Specifically, we are missing the 4 exons relative to this transcript: ENST00000414620
The exons are there if you look at the web page: https://www.ensembl.org/Homo_sapiens/Transcript/Exons?db=core;g=ENSG00000075624;r=7:5529282-5562790;t=ENST00000414620
But are not downloaded using all exons via biomart. URL used in Biomart is the following:
https://www.ensembl.org/biomart/martservice?query=%3C?xml%20version=%221.0%22%20encoding=%22UTF-8%22?%3E%3C!DOCTYPE%20Query%3E%3CQuery%20%20virtualSchemaName%20=%20%22default%22%20formatter%20=%20%22TSV%22%20header%20=%20%221%22%20uniqueRows%20=%20%220%22%20count%20=%20%22%22%20datasetConfigVersion%20=%20%220.6%22%20completionStamp%20=%20%221%22%3E%3CDataset%20name%20=%20%22hsapiens_gene_ensembl%22%20interface%20=%20%22default%22%20%3E%3CFilter%20name%20=%20%22chromosome_name%22%20value%20=%20%221,2,3,4,5,6,7,8,9,10,11,12,13,14,15,16,17,18,19,20,21,22,X,Y,MT%22/%3E%3CAttribute%20name%20=%20%22chromosome_name%22%20/%3E%3CAttribute%20name%20=%20%22ensembl_gene_id%22%20/%3E%3CAttribute%20name%20=%20%22ensembl_transcript_id%22%20/%3E%3CAttribute%20name%20=%20%22ensembl_exon_id%22%20/%3E%3CAttribute%20name%20=%20%22exon_chrom_start%22%20/%3E%3CAttribute%20name%20=%20%22exon_chrom_end%22%20/%3E%3CAttribute%20name%20=%20%225_utr_start%22%20/%3E%3CAttribute%20name%20=%20%225_utr_end%22%20/%3E%3CAttribute%20name%20=%20%223_utr_start%22%20/%3E%3CAttribute%20name%20=%20%223_utr_end%22%20/%3E%3CAttribute%20name%20=%20%22strand%22%20/%3E%3CAttribute%20name%20=%20%22rank%22%20/%3E%3C/Dataset%3E%3C/Query%3E
Which is basically using the following attributes:
attributes = [
"chromosome_name",
"ensembl_gene_id",
"ensembl_transcript_id",
"ensembl_exon_id",
"exon_chrom_start",
"exon_chrom_end",
"5_utr_start",
"5_utr_end",
"3_utr_start",
"3_utr_end",
"strand",
"rank",
]
and all chromosomes as filters.
I noticed that when I include the ensembl gene ID (ENSG00000075624) among the filters, then the 4 exons are downloaded
They are also downloaded when I use the Biomart genome build 37.

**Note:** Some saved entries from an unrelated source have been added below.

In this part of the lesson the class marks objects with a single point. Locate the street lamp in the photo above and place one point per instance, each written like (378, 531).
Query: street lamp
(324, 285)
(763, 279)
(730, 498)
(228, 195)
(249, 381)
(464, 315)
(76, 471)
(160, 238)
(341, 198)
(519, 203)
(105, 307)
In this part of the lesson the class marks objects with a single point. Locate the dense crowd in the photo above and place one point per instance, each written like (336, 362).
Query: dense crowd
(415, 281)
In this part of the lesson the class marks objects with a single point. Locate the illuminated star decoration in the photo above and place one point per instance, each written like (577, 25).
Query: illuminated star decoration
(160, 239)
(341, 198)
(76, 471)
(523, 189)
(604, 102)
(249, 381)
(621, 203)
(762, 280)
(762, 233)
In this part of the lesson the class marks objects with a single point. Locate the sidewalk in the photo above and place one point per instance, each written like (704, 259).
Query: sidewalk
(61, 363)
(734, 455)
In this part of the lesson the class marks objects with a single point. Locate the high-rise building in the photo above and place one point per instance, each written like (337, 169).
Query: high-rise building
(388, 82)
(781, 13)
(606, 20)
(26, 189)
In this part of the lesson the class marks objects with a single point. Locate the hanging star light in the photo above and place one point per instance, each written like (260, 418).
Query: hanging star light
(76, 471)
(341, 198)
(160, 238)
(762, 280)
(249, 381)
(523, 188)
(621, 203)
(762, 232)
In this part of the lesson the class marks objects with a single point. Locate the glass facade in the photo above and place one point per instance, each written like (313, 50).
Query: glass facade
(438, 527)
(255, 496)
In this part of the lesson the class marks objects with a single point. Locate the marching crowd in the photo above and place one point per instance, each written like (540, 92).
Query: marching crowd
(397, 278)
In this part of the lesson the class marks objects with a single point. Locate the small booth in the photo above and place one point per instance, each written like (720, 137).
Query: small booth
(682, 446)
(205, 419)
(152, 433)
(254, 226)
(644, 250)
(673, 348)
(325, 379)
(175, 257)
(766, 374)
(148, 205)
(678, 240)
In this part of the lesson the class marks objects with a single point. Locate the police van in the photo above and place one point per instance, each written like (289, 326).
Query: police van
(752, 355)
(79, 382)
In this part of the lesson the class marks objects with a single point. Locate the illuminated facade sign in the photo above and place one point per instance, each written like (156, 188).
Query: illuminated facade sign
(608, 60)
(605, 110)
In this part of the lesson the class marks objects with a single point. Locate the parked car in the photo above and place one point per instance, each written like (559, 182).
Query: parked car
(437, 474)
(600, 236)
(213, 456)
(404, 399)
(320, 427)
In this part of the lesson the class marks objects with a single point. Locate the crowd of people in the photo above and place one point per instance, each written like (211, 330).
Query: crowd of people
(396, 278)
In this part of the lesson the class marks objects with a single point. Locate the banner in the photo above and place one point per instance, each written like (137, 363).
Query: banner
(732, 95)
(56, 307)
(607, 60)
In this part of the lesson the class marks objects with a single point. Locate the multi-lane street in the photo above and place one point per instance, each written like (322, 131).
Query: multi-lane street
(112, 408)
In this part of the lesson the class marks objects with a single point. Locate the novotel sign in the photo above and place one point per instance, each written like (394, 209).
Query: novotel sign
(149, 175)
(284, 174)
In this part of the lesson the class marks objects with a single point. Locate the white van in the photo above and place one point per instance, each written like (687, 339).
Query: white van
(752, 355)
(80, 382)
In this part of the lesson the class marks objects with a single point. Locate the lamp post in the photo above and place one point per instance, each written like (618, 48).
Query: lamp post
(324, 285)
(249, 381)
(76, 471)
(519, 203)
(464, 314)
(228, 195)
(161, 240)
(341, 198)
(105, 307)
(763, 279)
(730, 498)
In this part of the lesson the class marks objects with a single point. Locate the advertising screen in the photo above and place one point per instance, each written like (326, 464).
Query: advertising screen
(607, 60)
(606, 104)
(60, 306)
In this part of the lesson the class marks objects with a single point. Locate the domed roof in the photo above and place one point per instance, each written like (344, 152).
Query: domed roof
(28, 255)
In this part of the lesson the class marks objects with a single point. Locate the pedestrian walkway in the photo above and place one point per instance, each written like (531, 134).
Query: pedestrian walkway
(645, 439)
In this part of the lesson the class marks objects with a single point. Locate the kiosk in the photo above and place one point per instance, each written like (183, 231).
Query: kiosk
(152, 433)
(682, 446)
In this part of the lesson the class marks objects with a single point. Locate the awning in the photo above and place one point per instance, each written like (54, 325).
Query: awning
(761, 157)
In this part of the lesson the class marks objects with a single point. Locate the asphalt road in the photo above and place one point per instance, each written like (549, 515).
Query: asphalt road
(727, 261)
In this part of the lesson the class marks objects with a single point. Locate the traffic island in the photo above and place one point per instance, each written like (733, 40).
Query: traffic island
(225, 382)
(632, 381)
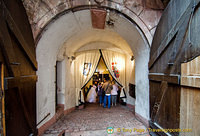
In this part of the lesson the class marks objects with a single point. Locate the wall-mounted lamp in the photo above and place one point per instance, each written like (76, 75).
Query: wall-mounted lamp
(132, 58)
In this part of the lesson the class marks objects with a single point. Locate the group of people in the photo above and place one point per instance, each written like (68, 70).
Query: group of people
(107, 93)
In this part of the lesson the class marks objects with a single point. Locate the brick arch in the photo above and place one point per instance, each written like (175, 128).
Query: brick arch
(40, 13)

Thank you so much for your help!
Chiara
Describe the bug
I am test running Chanjo2 in preparation for further demonstrating and discussing (finally, hopefully) putting it into production.
Reports looks fine, and MANE info looks good. But I no longer see any exon information:
Clicking into a gene, it say "no exons stats available for this transcript"
Looking in the MariaDB, it indeed looks like the exons are loaded:
This confuses me a bit, as it apparently worked for me back when reviewing this PR: https://github.com/Clinical-Genomics/chanjo2/pull/369, and I don't think much has changed since then 🤔
Additional context
I have tested this both in Chanjo v2.0 and v2.1. I am running this with Scout v4.90.1.
Might very well be something messed up on our side here. Unsure what though. Debugging pointers are welcome!